My two least favorite things, that people say when they find out my marriage has ended, are “I’m sorry” and “He seems like such a nice guy.”
In fact if I had a dollar for every time I have heard either of them I would actually be able to go on the vacation to that beach that is on my Pinterest. But I ask why is this necessary?
My new response to “I’m sorry” after a year of hearing it, is “don’t be.”
“Someday, one of your friends is gonna get divorced, it’s gonna happen, and they’re gonna tell you. Don’t go, ‘ohhhh I’m sorry.’ That’s a stupid thing to say. First of all you’re making ’em feel bad for being really happy, which isn’t fair. And second of all: divorce is always good news. I know that sounds weird, but it’s true, because no good marriage has ever ended in divorce. It’s really that simple.” ~Louis C.K
This is true. If it was a happy marriage then it would not have ended.

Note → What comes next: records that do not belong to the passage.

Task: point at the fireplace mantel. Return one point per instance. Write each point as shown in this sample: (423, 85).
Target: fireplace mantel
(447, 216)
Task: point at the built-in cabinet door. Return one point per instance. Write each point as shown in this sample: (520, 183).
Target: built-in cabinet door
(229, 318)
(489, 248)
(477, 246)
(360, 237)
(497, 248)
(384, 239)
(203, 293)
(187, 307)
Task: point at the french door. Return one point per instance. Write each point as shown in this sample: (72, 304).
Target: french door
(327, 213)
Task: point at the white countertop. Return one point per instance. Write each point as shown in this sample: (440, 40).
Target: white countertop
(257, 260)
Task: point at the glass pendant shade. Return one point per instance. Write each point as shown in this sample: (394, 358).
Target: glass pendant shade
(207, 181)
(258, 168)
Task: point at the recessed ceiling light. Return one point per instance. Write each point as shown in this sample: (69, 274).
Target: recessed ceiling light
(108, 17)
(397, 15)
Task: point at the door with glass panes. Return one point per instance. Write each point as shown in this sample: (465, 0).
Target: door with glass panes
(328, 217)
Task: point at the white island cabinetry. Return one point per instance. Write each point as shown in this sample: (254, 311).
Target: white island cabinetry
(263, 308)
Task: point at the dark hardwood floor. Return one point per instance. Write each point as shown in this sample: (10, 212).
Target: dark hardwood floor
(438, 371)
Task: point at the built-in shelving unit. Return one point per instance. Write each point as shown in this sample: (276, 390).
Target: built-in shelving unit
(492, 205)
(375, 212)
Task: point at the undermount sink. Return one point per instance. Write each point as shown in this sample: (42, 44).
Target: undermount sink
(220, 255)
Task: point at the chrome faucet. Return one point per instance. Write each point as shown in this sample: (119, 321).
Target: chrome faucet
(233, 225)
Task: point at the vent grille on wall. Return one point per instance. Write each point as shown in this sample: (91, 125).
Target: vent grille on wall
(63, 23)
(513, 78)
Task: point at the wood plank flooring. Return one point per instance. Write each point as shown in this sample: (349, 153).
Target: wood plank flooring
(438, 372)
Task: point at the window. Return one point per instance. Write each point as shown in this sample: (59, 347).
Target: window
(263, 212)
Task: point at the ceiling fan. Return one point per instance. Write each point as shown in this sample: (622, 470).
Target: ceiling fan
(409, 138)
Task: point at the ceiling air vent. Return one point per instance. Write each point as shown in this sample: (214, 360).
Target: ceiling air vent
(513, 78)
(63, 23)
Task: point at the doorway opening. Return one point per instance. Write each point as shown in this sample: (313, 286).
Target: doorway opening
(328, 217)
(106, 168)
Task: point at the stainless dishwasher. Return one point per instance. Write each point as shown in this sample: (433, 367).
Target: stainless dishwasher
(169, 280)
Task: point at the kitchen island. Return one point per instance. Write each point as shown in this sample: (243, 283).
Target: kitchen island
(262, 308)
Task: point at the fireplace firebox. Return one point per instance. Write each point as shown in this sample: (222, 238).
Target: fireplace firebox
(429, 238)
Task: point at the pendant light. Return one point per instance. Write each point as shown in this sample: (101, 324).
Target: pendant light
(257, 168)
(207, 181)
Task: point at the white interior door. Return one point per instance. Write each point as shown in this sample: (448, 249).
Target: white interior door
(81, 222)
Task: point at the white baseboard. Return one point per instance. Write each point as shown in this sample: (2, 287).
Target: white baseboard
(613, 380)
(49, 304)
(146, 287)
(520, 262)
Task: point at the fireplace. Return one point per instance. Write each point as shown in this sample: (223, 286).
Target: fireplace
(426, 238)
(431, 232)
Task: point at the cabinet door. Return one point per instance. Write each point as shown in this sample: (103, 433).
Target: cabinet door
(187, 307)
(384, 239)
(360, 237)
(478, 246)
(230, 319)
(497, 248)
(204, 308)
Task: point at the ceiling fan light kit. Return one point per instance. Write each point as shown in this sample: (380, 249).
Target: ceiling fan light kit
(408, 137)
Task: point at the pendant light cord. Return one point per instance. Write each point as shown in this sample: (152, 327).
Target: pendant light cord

Why can’t people say, “I’m happy you chose a life that makes you happy or happier?”
Yes financial struggles, co-parenting (if it can ever really be that), suck, but at the end of the day ,happier is better.
To respond to, “He seems like such a nice guy.” I have to say I am always wondering what to say.
What exactly are you using as your point of reference? Do you know all the details of life that come out when it’s just you and your partner and no one is watching? Do you think I am purposefully tossing out a nice guy because I want a bad one? Do you have time to sit down and listen to the whole real story that only someone who has lived with that person, shared a life, a home, kids and finances would know?
The answer is no, you don’t have the time. You want to believe that he is that nice guy and somehow I just couldn’t make it work.
And the truth is I want to shout all of it out from the rooftops, post it on my facebook wall, hash tag it on instagram but does it really matter? Will it change anything? Make me feel better? Maybe for a moment but in the end I just want to move forward.
So, next time a friend tells you they got divorced or you hear that someone did, know that there is much more to the story. Stop yourself from the “I’m sorry” and “He seemed like a nice guy.”
Just tell them, or about them, that you are glad they are moving forward and taking care of themselves.